New ontologies were also captured using the genes identified by LASSO in the training dataset. Using the LASSO genes with lower expression in IA, we found dysregulation of apoptosis as gene ontology enrichment analysis reported both negative regulation of execution phase of apoptosis and regulation of execution phase of apoptosis. These were associated with MTRNR2L1, a neuroprotective and antiapoptotic factor72, and RFFL, which is related to TNF signaling.73 Dysregulated MTRNR2L1 expression may be responsible for increasing the lifespan of neutrophils.
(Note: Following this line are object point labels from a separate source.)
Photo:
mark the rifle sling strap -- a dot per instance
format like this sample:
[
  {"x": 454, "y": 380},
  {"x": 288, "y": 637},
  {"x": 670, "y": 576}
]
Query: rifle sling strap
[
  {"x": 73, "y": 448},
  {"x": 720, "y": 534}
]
Increased lifespan provides further evidence of neutrophil activation in IA. We note that TP53, previously discussed, also induces apoptosis.74, 75 These results are echoed in the blood profiling study of IA published by Jin et al.76 They reported hsa-miR-21, an upregulated miRNA in IA serum, induces apoptosis by extracellular signals, potentially triggering more apoptotic reactions to facilitate the medial thinning and destructive remodeling, a hallmark of IA pathogenesis.77−80 Overall, we suspect that capturing neutrophil activation and inflammation responses involved in IA is the reason why the 37-gene panel was able to detect IA.
Limitations
In this study, we increased sample size from our previous study by adding 94 samples to 40 samples we previously analyzed. However, these two batches used different versions of the Illumina kit for library preparation, which necessitated the implementation of batch effect correction that could potentially have introduced bias or skewed our dataset.81 Secondly, all samples were recruited from patients receiving cerebral imaging at a single center, which may introduce selection bias. Future studies are needed to validate our predictive models using broader patient populations from multiple centers. Thirdly, inflammatory or vascular diseases other than IA could affect model prediction. Larger studies with multiple control groups of individuals with other vascular and inflammatory conditions are needed to refine our model.